U.S. economic growth spiraled down to its lowest point in three years, according to the Gross Domestic Product (GDP) report released by the Commerce Department today.
The key culprit -- the housing sector, in which spending fell to its lowest point since 1991. Residential fixed investment, which includes spending on housing fell 17.4 percent. Yikes!
Prices for homes are dropping dramatically too. The Census Bureau reported yesterday that the median price for a new home fell to $217,000 from $240,400 a year ago. That's the lowest price in two years and the biggest year-over-year decline since December 1970.
Since the construction industry accounts for about a tenth of U.S. economic activity, this drop in spending will likely have a ripple effect throughout the rest of the economy. The construction industry is a major buyer of raw materials and finished products. Think about all the companies that are dependent on new homes being built and people buying things for those new homes.

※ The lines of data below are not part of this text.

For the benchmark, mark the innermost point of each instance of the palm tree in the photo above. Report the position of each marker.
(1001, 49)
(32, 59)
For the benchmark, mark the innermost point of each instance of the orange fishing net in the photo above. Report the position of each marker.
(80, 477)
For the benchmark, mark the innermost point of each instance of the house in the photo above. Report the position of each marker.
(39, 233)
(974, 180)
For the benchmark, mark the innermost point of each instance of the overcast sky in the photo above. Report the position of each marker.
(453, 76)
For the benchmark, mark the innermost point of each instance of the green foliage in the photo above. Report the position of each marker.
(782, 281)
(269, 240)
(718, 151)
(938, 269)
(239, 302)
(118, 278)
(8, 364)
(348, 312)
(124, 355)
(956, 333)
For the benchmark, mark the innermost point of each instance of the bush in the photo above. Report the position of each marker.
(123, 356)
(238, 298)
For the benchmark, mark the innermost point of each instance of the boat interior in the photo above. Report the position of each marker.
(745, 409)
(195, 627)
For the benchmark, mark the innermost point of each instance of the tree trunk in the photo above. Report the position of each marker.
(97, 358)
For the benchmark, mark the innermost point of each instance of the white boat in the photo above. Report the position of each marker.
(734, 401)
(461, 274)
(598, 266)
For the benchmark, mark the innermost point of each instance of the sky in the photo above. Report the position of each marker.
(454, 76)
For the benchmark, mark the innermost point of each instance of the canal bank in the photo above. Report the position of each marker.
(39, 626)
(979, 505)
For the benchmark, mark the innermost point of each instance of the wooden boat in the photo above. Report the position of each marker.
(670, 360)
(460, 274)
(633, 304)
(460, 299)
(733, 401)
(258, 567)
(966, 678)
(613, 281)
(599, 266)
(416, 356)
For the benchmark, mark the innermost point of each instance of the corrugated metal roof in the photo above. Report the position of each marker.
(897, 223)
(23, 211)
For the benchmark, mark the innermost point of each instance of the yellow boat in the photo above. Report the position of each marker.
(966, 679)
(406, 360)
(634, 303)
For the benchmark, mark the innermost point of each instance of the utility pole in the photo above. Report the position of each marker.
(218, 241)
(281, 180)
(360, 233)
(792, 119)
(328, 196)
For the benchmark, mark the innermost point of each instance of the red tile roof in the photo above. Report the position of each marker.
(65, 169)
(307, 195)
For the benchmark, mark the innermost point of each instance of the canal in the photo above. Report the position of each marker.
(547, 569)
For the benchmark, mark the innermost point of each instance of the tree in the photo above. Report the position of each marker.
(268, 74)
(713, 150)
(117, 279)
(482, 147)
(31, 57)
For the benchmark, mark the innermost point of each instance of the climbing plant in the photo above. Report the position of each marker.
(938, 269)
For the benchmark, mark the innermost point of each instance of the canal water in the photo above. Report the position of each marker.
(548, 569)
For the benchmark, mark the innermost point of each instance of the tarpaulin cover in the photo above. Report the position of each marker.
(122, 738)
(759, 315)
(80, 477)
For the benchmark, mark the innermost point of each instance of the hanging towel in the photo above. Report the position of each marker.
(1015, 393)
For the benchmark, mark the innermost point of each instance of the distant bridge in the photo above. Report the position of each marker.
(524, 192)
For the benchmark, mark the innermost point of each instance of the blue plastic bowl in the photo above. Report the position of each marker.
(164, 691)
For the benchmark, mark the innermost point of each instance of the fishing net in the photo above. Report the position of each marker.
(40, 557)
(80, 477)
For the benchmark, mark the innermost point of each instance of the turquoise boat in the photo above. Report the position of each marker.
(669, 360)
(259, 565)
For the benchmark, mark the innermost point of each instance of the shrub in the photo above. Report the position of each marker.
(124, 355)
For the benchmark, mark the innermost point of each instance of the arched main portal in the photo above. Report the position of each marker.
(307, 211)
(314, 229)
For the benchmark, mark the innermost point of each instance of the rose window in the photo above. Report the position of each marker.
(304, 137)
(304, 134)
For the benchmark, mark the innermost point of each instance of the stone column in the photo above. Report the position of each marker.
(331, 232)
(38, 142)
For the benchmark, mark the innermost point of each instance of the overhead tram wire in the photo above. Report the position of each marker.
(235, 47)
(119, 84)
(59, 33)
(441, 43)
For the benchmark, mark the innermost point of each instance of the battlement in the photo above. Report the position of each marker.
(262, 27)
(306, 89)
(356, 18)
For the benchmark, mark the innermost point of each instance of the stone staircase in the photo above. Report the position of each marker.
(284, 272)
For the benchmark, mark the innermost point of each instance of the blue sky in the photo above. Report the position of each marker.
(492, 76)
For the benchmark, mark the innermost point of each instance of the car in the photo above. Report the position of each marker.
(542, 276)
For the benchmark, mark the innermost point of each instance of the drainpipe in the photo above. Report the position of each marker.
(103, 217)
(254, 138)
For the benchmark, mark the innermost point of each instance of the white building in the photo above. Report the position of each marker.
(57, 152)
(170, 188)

The impact could be dramatic on so many industries and retail outlets including Home Depot, Loews, appliance manufacturers, furniture dealers -- just about every type of retail outlet that services products needed in a home. In addition to product sales, the decreased activity in construction could hurt job growth and the ability of local governments to raise revenue to pay for local services. There could also be a slide in new construction of stores and shopping centers, which tends to mirror population growth and building trends.
Businesses responded to this expected slowdown by slowing their inventory accumulation, according to the Commerce Department. Stockpiles rose by $50.7 billion compared to $53.7 billion in the second quarter. Analysts were expecting the weaker inventory number because of slowing production of motor vehicles.